An important step at the start of any team coaching engagement is therefore to ensure the team is ready to be coached.
I use two frameworks to make this assessment.
The first is ‘Six conditions for team effectiveness’ from Wageman et al (2008). This is a useful model that outlines the six key factors found to differentiate top performing teams. It’s split into two sets: ‘essential conditions’ and ‘enabling conditions’.
There are three ‘essential conditions’:
1) Are they a real team with a clear, stable membership and members with interdependent goals?
2) Does the team have a compelling purpose that adds value to their organisation?
3) Is the team made up of the right people, skilled members able to work collaboratively?
There are also three ‘enabling conditions’:
1) A solid structure, are they the right size (5-8 is optimum) with clear roles and working agreements?
2) Is there a supporting organisational context i.e. good flow of information, rewards that support collaboration, suitable resources?
3) An expert coach – of course!
All this information can be gathered through interviews or surveys as preferred.
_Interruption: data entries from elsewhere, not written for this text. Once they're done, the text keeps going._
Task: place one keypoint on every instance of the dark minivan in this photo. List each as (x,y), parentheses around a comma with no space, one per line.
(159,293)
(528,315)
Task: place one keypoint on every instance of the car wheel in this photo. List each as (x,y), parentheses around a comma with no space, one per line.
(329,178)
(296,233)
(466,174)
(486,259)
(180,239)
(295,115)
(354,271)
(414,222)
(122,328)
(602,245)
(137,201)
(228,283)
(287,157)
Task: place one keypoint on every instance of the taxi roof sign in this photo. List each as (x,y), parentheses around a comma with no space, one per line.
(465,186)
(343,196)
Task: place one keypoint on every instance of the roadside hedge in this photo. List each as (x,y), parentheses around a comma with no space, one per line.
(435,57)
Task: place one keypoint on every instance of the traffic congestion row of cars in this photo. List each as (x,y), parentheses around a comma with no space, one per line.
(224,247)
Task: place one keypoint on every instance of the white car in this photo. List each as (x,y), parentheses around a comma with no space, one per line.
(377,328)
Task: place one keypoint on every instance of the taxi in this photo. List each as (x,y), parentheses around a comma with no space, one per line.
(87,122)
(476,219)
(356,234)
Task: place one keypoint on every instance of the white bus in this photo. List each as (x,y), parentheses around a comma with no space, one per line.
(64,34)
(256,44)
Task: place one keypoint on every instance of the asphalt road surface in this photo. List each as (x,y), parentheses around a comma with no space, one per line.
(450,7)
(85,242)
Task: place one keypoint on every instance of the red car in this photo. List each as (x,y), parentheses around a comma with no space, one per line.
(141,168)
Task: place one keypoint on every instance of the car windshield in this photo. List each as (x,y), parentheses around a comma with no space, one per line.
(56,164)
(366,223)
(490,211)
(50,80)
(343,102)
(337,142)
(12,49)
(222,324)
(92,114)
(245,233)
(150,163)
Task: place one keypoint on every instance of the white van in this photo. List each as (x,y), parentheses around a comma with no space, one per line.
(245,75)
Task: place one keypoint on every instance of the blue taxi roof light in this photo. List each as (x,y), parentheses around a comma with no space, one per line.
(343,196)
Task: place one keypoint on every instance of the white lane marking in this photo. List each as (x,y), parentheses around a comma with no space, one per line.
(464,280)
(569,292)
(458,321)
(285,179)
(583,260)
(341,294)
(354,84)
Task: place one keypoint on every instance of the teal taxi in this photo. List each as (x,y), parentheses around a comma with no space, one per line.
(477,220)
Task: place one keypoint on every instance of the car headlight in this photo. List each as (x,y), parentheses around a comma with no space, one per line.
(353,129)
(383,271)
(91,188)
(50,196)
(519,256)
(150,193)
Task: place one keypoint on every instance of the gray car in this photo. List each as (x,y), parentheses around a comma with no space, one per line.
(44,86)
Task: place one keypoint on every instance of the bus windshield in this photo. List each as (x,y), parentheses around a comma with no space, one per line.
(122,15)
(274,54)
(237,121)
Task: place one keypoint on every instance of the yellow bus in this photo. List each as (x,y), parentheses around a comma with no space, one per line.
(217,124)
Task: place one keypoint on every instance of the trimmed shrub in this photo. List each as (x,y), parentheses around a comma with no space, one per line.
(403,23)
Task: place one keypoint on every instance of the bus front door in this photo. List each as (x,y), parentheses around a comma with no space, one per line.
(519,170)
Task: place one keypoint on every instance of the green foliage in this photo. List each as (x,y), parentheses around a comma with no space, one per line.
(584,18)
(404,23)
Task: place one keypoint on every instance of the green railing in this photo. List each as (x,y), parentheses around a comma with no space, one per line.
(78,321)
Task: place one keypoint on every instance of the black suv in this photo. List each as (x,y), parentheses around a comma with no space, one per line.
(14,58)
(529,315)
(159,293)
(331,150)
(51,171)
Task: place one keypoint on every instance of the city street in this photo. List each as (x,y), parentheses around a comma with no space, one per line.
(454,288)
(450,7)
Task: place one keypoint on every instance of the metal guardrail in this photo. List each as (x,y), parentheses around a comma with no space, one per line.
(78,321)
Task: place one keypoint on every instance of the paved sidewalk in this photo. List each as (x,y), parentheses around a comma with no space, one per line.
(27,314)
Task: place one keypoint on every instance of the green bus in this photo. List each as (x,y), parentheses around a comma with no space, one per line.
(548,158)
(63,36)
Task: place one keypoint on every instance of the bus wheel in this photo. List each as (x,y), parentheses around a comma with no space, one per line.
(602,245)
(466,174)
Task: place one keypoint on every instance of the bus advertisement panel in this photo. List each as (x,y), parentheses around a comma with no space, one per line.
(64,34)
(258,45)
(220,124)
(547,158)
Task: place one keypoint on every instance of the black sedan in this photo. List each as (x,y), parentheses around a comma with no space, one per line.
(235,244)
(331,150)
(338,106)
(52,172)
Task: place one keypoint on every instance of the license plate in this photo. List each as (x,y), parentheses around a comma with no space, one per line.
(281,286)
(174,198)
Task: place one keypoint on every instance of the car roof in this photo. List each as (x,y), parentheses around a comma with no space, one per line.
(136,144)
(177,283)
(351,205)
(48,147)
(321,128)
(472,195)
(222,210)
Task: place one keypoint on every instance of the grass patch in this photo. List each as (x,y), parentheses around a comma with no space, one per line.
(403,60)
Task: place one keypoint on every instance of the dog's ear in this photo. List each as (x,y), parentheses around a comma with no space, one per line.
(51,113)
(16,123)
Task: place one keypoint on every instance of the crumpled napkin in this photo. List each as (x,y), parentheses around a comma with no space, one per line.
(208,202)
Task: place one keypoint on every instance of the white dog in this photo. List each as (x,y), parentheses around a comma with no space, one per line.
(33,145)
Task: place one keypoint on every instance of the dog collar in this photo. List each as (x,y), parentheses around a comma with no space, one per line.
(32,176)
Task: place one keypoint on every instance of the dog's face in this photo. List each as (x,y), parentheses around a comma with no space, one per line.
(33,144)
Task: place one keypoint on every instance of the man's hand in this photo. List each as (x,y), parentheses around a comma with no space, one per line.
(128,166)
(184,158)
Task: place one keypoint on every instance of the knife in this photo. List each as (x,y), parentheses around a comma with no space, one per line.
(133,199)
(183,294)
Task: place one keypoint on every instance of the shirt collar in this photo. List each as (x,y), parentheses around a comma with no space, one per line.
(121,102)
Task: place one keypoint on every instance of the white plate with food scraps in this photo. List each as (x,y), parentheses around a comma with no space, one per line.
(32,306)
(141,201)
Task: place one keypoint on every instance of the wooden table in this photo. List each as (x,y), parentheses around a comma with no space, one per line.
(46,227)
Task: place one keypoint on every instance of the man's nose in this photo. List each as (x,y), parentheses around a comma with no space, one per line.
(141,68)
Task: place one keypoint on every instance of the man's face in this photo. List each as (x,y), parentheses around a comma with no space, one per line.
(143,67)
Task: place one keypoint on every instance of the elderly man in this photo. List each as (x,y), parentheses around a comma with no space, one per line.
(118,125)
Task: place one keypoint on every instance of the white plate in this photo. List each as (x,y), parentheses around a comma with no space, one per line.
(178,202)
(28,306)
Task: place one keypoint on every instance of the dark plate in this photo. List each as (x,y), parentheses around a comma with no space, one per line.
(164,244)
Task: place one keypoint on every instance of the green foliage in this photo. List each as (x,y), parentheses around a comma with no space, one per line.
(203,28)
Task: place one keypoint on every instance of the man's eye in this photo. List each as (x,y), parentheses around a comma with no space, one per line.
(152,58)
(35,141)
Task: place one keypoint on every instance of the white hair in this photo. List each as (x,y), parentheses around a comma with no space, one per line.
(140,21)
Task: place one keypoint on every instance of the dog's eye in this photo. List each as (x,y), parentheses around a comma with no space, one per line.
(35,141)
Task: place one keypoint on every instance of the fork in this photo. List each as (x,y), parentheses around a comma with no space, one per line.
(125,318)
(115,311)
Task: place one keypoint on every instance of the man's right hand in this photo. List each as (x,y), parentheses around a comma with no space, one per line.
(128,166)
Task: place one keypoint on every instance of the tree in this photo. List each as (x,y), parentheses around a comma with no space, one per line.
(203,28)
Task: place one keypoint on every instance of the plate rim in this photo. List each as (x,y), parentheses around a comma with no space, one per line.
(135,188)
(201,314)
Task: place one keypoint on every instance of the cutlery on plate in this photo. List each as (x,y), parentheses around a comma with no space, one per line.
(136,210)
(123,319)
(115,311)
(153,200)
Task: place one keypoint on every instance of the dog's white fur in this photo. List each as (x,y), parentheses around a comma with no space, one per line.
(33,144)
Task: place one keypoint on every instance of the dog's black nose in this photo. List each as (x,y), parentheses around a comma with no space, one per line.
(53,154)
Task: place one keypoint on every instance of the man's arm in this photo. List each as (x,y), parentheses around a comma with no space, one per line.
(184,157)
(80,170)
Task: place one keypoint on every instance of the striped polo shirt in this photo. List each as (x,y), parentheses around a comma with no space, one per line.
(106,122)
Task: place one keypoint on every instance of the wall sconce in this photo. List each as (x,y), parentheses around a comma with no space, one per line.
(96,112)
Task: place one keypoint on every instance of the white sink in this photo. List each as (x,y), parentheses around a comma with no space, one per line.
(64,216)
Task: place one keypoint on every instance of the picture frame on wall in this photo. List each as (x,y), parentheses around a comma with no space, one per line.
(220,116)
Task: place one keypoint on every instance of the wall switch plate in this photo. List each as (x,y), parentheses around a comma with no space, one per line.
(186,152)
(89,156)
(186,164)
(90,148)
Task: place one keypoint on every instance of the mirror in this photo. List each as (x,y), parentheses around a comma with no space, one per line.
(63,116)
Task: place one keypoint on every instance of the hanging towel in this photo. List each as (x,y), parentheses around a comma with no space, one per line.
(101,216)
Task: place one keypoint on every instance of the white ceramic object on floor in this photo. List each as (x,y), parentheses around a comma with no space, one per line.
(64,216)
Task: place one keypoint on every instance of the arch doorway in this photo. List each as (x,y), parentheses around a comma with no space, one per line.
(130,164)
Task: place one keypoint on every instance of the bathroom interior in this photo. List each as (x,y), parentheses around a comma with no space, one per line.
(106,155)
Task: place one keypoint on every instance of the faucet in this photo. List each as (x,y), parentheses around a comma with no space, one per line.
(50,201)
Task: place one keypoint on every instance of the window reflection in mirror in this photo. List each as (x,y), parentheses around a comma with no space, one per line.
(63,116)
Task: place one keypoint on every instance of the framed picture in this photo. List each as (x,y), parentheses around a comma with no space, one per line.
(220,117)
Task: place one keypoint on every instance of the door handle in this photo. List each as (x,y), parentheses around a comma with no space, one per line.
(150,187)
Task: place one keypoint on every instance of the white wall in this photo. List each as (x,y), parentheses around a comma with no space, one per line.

To these six points I add my own framework, one that is built around my chemistry with the leader of the team. Here I ask a series of questions to better understand how to approach the programme of coaching in order to be as effective as possible. These questions might include:
- What are the leader’s beliefs about their role as a leader?
- How does the leader expect decisions to be made?
- What does someone need to do to earn their right to sit at the team table?
- What is the anticipated value of team coaching?
My aim is to ensure that not only are the team structurally ready to be coached but that the leader is ready to take the team on a journey of improvement. If both are in place, then my role as coach can be highly effective and the process much more enjoyable for everyone.